イギリス人の若者もこれを利用して見聞を広め、友人を作り、外国で就職もできた。また逆にイギリスの有名な大学、大学院目指してEU中から優秀な学生がやってきていた。実に羨ましい制度なのだ。もうそんな恩恵にあずかれないってこと?
デジデリウス・エラスムス(Desiderius Erasmus Roterodamus, 1466 - 1536)、ネーデルラント出身の人文主義者、カトリック司祭、神学者、哲学者。主な著作に『痴愚神礼賛』(Moriae encomium)、『エンキリディオン』(キリスト教戦士の手引き、Enchiridion militis Christiani)、『平和の訴え』など。
エラスムスは なによりも旅する人だった。ヨーロッパ各地を旅しながら、当時の知識人たちと交流を深め、貴重な人脈を築きながら、研究も盛んにおこなった人である。

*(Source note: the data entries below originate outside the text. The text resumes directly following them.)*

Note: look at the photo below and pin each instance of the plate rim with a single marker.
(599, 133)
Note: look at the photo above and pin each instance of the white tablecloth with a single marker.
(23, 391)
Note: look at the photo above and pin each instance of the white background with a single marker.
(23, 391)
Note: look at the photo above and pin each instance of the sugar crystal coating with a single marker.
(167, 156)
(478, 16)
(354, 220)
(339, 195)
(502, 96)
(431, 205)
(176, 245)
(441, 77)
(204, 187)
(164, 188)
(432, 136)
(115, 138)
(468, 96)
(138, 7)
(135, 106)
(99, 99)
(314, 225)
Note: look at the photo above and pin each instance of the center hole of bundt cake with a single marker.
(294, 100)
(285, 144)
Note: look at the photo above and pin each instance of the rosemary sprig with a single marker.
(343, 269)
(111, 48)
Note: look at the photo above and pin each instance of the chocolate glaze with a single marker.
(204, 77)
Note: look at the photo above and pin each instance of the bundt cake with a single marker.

現在のヨーロッパにもこうした人材がほしい、と願いを込めてプロジェクト名になっていたのだと思う。
エラスムスハウス
いろいろな国や土地にエラスムスゆかりのものがある。ブリュッセルには、1521年にエラスムスが滞在した建物が博物館として残されている。
これは2008年に訪ねたとき撮ったエラスムスの机。
ずっとケータイの待ち受けにしていた。御利益ありそうでしょ。
Maison d’Érasme 住所:31, Rue du Chapitre, B-1070 Anderlecht
輸入したいニッポン語、またはすでに輸入したニッポン語の特集、終わります。